How it works

Keywords

  1. CWL descriptor file (aka pipeline or workflow) - YAML or JSON file or its parsed content that complies with CWL v1.1 specification and describes inputs, outputs and sequence of steps to be executed.

  2. Job file (aka job or running configuration) - YAML or JSON file or its parsed content that is used for initializing workflow inputs with values. Job can optionally include 2 additional fields:

    • tmp_folder - folder to keep temporary data that will be removed after successful workflow execution

    • outputs_folder - folder to move generated results after successful workflow execution

    If any of the abovementioned parameters was not set the default value will be derived from [cwl] section of airflow.cfg. For additional details refer to Updating airflow.cfg section.

  3. DAG - directed acyclic graph that describes workflow structure.

Note, for better understanding of CWL specification and its basic principles, please, refer to the official CWL User Guide.

Concepts

The CWL-airflow package extends Airflow’s functionality with the ability to parse and execute workflows written with the CWL v1.1 specification. We defined 4 basic components — CWLJobDispatcher, CWLStepOperator, CWLJobCleanup, and CWLDAG. The latter is a class for combining the tasks into a DAG that reflects the CWL workflow structure. Every CWLStepOperator task corresponds to a workflow step and depends on others on the basis of the workflow step inputs and outputs. CWLJobDisptacher is used to provide the pipeline with the input data. CWLJobCleanup returns the calculated results to the output folder. Every new CWL workflow results in creation of a new CWLDAG. If the new job is run with the same pipeline, it will not create a new CWLDAG, but run the old one.

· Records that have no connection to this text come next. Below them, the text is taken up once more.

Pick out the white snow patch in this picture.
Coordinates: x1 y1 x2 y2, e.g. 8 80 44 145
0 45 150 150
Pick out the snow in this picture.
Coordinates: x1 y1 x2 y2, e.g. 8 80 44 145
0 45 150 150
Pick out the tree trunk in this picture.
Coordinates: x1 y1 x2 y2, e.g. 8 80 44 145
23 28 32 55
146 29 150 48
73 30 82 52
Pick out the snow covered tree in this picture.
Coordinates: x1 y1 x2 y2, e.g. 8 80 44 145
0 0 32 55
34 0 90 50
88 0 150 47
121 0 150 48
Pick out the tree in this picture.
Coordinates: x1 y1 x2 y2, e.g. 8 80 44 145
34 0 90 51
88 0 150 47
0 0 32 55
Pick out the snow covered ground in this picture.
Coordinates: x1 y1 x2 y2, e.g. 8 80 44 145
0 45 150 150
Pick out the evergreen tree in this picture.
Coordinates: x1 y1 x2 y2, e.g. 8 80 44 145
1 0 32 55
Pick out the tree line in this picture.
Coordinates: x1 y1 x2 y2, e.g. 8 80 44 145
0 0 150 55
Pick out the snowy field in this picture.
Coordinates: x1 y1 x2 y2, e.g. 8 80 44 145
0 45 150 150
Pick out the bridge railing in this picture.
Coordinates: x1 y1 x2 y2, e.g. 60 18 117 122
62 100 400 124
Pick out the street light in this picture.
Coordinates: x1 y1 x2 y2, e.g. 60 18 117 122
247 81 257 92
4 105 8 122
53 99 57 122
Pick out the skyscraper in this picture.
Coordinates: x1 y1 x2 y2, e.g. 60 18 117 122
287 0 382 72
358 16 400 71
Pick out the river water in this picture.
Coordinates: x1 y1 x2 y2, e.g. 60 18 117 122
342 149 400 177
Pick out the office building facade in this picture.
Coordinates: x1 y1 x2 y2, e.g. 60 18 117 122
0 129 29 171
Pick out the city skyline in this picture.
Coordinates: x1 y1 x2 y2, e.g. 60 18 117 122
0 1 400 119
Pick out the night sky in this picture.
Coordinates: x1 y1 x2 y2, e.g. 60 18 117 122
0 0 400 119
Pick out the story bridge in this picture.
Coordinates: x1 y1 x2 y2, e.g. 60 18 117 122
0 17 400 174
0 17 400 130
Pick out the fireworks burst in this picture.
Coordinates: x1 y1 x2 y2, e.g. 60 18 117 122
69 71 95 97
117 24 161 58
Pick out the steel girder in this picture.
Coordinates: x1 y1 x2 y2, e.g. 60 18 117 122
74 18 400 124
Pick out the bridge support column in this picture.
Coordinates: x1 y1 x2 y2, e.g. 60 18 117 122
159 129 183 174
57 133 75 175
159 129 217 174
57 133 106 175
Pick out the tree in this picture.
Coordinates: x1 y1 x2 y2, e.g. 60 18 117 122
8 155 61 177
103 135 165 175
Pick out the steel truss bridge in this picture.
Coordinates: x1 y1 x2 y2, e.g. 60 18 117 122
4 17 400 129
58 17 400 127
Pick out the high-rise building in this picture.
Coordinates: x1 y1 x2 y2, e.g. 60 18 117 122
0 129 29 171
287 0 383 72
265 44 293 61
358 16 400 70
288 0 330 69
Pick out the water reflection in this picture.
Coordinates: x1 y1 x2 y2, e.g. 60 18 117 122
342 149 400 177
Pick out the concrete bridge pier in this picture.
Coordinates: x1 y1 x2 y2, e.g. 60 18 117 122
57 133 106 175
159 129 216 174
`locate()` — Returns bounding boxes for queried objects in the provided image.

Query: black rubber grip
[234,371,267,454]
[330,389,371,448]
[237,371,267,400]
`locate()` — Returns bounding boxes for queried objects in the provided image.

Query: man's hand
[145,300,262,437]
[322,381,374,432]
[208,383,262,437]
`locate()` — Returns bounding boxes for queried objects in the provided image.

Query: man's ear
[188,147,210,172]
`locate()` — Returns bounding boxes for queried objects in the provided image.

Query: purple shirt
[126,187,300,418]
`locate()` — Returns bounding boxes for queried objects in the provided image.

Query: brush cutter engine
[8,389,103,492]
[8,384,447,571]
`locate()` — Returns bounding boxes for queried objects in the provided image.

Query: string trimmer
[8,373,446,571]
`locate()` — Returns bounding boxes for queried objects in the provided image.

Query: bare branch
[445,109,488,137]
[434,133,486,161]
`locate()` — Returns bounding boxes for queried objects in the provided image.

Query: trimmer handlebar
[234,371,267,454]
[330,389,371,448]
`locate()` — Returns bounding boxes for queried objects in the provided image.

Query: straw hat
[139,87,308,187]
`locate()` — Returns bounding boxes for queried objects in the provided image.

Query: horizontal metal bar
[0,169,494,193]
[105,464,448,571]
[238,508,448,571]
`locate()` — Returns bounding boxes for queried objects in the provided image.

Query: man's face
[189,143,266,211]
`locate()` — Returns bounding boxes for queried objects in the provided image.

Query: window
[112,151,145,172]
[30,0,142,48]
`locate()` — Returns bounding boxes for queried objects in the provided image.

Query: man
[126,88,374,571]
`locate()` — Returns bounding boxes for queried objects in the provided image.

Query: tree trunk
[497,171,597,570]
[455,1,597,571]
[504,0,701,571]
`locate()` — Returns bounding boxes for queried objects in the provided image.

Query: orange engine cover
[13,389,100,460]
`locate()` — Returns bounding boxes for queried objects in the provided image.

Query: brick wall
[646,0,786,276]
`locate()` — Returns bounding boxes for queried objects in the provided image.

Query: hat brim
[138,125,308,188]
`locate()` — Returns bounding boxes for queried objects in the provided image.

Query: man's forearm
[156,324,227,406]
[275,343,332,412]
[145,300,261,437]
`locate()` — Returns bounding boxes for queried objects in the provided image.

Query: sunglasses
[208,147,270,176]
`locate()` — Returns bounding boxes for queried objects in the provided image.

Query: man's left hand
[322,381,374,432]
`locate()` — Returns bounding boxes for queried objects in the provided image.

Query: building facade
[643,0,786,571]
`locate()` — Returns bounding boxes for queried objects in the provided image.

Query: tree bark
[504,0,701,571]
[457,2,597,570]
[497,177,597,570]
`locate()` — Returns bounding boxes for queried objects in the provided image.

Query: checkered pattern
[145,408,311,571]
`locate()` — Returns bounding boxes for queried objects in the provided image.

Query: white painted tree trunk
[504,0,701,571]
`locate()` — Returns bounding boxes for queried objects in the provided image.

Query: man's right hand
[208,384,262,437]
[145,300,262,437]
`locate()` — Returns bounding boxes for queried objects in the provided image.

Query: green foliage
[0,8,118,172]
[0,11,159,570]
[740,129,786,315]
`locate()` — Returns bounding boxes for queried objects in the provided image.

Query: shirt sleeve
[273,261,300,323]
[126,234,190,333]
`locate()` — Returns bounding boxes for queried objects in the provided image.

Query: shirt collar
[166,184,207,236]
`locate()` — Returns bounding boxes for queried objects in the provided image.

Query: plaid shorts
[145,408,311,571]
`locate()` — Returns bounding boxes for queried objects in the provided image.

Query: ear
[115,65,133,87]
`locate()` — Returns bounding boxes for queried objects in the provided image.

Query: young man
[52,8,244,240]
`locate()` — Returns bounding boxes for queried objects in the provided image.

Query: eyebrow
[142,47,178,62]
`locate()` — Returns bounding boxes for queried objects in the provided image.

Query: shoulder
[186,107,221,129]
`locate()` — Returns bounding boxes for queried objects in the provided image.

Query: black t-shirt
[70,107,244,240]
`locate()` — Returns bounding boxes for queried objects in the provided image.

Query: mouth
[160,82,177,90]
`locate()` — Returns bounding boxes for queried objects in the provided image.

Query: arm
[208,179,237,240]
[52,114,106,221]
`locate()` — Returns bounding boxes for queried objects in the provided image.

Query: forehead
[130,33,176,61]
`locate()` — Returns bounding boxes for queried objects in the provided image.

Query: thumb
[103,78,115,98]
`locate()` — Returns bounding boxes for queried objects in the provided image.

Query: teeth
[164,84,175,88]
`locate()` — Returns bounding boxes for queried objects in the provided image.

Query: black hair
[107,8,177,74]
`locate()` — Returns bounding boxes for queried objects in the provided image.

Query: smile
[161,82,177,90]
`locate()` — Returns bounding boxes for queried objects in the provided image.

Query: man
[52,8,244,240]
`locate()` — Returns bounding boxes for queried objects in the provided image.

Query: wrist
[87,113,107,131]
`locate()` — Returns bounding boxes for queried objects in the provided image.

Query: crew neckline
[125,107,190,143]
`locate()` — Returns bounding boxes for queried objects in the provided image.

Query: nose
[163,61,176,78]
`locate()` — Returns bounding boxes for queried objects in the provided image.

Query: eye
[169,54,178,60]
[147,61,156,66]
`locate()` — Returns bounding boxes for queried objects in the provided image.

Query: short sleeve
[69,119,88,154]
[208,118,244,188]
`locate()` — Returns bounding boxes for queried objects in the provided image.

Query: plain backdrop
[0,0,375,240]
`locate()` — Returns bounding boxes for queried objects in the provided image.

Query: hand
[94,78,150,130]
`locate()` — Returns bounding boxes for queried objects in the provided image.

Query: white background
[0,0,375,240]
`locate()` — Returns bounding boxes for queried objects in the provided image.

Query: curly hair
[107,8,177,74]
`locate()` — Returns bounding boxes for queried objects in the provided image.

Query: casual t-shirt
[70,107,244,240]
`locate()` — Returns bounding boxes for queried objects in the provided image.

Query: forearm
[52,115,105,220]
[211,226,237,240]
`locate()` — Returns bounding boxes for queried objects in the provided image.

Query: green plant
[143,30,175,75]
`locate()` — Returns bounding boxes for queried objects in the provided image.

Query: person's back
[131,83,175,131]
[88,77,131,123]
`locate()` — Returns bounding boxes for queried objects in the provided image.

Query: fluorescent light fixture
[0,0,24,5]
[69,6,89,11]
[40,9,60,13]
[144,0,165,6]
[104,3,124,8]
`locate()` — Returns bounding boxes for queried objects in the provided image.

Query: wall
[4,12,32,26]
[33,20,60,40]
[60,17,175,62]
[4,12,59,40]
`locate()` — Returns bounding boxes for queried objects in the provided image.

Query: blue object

Previously, in order to execute CWLDAG a file describing workflow-specific input parameters in JSON or YAML format should have been placed in the special jobs folder. In the current version we removed the necessity for the jobs folder, as the new CWLDAGs can be easily triggered with the required input parameters through the REST API, Airflow UI or command line interface. In case someone needs to monitor a special folder for the new job files added, it can be easily implemented as a separate standard for Airflow DAG.

../_images/scheme.jpg

To add a new workflow, one should simply write a small python script (see example below) and place it into the DAGs folder. Only two parameters are required to initialize a new CWLDAG: path to the workflow file and dag_id.

#!/usr/bin/env python3
from cwl_airflow.extensions.cwldag import CWLDAG
dag = CWLDAG(workflow="my_awesome_workflow.cwl", dag_id="my_awesome_dag")

There are only three functions that our CWLDAG is responsible for. First – to parse CWL file. Second – to validate CWL syntax. Third – to create a DAG, that will have the same structure as our workflow.